I – Qu’est-ce que le Beau ?

     

Le grand Hippias pose la question de la nature du Beau.

Il ne s’agit pas de savoir s’il y a des choses relativement belles et relativement laides : Socrate précise que c’est le Beau en un sens absolu qui l’intéresse.

                                                                                                     

Ne retenons que cette condition et, au risque de l’anachronisme, cherchons ce que cela implique si nous posons la question socratique aujourd’hui.

Socrate (-470 -399) cherche l’essence du Beau : i.e une définition du Beau qui ne soit relative ni à des jugements de valeurs ou de goût, ni à une histoire (L’histoire de l’Art), ni à une culture (la culture et les canons de Beauté de la Grèce de Périclès e.g) ; nous dirions que Socrate ne cherche pas une définition anthropologique du Beau.
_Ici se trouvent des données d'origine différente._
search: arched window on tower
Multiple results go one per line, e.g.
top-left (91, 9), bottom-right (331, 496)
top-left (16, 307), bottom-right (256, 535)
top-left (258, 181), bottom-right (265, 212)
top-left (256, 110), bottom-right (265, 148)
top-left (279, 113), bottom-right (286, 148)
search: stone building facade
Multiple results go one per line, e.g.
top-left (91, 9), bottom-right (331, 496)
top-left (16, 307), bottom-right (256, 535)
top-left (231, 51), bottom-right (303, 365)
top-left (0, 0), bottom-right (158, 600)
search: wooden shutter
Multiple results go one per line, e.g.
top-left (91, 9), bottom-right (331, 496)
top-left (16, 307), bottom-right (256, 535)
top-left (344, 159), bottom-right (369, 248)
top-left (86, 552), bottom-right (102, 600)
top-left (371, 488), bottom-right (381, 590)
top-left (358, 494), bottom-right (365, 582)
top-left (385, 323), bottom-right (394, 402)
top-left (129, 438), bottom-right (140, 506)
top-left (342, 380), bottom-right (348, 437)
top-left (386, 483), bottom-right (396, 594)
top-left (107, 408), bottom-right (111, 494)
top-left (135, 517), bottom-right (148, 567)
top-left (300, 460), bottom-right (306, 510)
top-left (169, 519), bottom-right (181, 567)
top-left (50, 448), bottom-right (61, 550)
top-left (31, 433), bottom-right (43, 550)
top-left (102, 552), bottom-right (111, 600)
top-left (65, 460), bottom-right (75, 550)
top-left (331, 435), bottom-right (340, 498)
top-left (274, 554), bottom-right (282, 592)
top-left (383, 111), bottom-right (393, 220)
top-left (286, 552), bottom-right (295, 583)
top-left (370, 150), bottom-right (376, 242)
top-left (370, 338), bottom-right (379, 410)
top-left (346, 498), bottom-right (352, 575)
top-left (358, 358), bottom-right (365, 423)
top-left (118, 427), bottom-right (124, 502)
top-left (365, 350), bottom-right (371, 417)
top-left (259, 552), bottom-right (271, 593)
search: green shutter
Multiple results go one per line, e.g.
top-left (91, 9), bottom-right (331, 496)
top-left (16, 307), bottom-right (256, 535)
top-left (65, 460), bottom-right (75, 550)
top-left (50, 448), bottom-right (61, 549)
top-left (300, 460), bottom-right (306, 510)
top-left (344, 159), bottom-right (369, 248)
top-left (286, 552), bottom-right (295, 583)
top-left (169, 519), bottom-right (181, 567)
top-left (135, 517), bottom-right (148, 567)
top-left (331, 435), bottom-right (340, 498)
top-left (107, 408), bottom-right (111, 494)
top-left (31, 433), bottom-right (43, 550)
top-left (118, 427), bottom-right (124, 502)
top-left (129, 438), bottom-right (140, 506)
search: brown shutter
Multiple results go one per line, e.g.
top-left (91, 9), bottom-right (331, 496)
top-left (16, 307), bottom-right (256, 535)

Une telle définition, en effet, serait contingente, privée d’objectivité et d’universalité : un byzantin du règne de Théophile (829-842) regarderait avec dégoût les fresques de Michel-Ange (iconoclaste) : un grec contemporain de Phidias contemplerait nos cathédrales gothiques avec autant de stupeur qu’un hébreux face aux ziggourats assyriennes au temps d’Assurbanipal (-VII ème)  

Il ne cherche pas non plus une définition consensuelle du beau : le consensus peut être général, voire universel : mais cette généralité et cette universalité resteraient irrémédiablement compromises par l’historicité de tout consensus :  le canon de beauté d’une korê archaïque (-VI ème) n’est plus celui d’une Aphrodite au temps de Praxitèle (né -390)

Les canons de la Beauté ne sont pas une définition du Beau en soi.

Hippias lui s’obstine : aucune différence dit-il ; ce qu’il y a de beau ou ce qu’est le Beau, c‘est la même chose.

Il ne faut pas sous-estimer ce sophisme toujours renaissant : il équivaut à réduire le Beau à l’ensemble des choses considérées comme belles : e.g celles que l’on trouve dans les Musées.

Cette position en apparence neutre à trois conséquences possibles :  

D’abord les sophistes d’aujourd’hui, critiques d’art à la mode, artistes d’avant garde qui considèrent que le talent est une tare et le génie un handicap majeur, ne manqueront pas de dire que tout Musée, réel ou imaginaire (au sens du Musée imaginaire d'André Malraux), ne fait que promouvoir des valeurs esthétiques compassées et le goût réactionnaire d’une classe sociale  dominante afin d’exclure de l’Art un certains nombre de créations.

Ensuite, ce qu’il y a de beau, c’est ce qui est jugé beau dans un temps donné ; or les propagandes des régimes totalitaires n’ont jamais manqué de subordonner les canons du Beau à une certaine idée du Bien, du Pur, liée à une certaine conception de la Santé, de la Force (des individus et du corps social) : bref à une idéologie politique et morale ; un lit de Procruste (1)  qui coupe tout ce qui dépasse. Ce qui  dénonce, réfute ou résiste à cette idéologie est réputé, ipso facto, décadent, corrompu et corrupteur.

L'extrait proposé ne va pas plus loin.